The interiors feature authentic Omani design, with elegant custom-made furnishings, incorporating local elements alongside local artwork and marble flooring. The fabrics for the interior comprise traditional Arabian sedu. Most of the artwork and photography comes from Omani galleries, particularly Muscat and Salalah. The colour scheme for the interiors, include cream colour marble with brass features and a lot of timber finishes.

“Our aim was to source all materials locally. Other materials include stone, marble and granite and local plants,” he said. 

The fabrics for the interior comprise traditional sedu.
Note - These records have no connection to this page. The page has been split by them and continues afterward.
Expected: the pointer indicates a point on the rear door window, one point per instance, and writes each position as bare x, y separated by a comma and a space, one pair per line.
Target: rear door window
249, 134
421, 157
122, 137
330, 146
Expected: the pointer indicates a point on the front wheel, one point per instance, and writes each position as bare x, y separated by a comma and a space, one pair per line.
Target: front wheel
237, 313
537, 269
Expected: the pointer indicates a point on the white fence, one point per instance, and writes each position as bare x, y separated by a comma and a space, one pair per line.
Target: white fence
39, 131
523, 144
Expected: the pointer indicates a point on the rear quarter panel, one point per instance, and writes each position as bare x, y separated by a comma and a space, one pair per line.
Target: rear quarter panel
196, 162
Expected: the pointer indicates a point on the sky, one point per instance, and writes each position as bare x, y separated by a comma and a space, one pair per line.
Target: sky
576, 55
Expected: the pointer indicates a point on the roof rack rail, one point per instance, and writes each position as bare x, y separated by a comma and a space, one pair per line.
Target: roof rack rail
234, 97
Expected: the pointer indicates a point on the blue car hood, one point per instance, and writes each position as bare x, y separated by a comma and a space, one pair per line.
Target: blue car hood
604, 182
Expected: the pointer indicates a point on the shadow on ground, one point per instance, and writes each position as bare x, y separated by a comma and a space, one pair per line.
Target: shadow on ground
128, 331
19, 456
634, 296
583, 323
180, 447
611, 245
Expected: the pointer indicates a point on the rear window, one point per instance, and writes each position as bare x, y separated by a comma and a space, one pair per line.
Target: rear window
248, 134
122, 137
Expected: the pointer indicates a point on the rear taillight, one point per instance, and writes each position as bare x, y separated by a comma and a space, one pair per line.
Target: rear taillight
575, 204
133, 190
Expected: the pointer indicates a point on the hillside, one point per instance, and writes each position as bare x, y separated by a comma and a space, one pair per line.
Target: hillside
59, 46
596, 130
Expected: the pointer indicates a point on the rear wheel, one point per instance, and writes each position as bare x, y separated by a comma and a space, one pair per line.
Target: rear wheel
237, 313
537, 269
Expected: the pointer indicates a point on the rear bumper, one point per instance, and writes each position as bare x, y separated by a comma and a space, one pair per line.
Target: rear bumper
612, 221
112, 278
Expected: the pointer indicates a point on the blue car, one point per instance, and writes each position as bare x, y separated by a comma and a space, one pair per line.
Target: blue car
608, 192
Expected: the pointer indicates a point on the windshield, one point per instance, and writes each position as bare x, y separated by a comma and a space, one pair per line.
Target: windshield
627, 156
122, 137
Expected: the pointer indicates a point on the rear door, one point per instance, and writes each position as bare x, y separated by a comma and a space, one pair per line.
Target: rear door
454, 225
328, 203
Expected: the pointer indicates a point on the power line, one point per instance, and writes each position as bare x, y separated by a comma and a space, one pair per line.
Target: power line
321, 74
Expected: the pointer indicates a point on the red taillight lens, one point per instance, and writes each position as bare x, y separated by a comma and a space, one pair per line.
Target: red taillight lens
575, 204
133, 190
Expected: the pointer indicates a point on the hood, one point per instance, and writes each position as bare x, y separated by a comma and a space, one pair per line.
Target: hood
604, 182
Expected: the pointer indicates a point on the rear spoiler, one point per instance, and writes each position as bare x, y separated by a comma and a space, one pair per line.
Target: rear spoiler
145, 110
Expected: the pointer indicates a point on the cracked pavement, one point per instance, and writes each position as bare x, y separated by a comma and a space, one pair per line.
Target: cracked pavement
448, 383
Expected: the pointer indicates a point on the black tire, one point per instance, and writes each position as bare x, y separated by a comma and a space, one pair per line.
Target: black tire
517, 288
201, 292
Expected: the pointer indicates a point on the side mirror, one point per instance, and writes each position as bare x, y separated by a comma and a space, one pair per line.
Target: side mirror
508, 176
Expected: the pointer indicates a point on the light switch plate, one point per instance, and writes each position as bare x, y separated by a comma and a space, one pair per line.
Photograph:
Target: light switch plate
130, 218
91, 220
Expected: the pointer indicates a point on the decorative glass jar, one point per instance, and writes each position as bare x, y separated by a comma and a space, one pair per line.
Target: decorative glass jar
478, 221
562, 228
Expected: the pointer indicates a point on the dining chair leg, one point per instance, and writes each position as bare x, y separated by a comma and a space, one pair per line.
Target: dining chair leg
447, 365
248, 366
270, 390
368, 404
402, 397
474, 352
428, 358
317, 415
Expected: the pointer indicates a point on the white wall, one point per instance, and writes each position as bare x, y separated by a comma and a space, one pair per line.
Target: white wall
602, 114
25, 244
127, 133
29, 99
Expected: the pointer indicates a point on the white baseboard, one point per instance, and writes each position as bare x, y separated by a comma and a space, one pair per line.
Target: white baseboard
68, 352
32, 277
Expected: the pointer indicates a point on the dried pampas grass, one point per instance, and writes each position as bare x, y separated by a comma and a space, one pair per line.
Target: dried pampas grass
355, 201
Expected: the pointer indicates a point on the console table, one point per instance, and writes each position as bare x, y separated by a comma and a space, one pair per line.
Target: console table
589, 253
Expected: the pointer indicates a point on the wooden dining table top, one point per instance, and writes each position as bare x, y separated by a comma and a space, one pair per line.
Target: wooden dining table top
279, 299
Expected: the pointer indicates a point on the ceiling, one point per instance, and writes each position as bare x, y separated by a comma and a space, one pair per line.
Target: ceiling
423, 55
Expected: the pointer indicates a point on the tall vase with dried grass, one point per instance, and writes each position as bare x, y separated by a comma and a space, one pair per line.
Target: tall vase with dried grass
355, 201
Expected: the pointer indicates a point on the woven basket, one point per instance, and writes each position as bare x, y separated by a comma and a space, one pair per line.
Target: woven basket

The fabrics for the interior comprise traditional sedu.

“One of the many striking features of the landscaping includes tropical gardens with some 750 palm trees, and walkways surrounded by water features such as lagoons. The sides of the lagoons will be soft landscaped,” he says.

Commenting on the sustainability features, he says: “There is a treated water network to use for irrigation, LED (light-emitting diode) bulbs to save energy, screening on the glass panels to reduce the air-conditioning load.” 

The work on the superstructure – which comprises reinforced concrete (RCC) – started in September 2013. All the villas sit on raft slabs while the main building has a pad foundation. 

Buildings elevations have local Omani architectural features with stone cladding while timber is used on the doors and shutters. The guest areas and rooms have marble floors and wall cladding. 

MEP (mechanical, electrical, plumbing) works are being executed by Carillion Alawi.

Giving details on the various systems specified for the development, Hewitson says: “The total electrical requirement is 4.8 MW, with 1,450 tonnes of cooling. The lighting control system takes care of the complete illumination of the building.



“One of the challenges we faced was the logistics for materials as most of them were sourced from Muscat, which is around a nine-hour drive (1,000 km) from Salalah.Also, due to the high temperature and distance of the concrete yard, we had to use ice for cooling the concrete till utilisation,” he adds.

Another challenge was the foundation levels were built up by 2 to 5 m of engineering backfill – the main building platform was raised to a higher level, to give reference to an Omani fort, while the chalets were built on lower levels.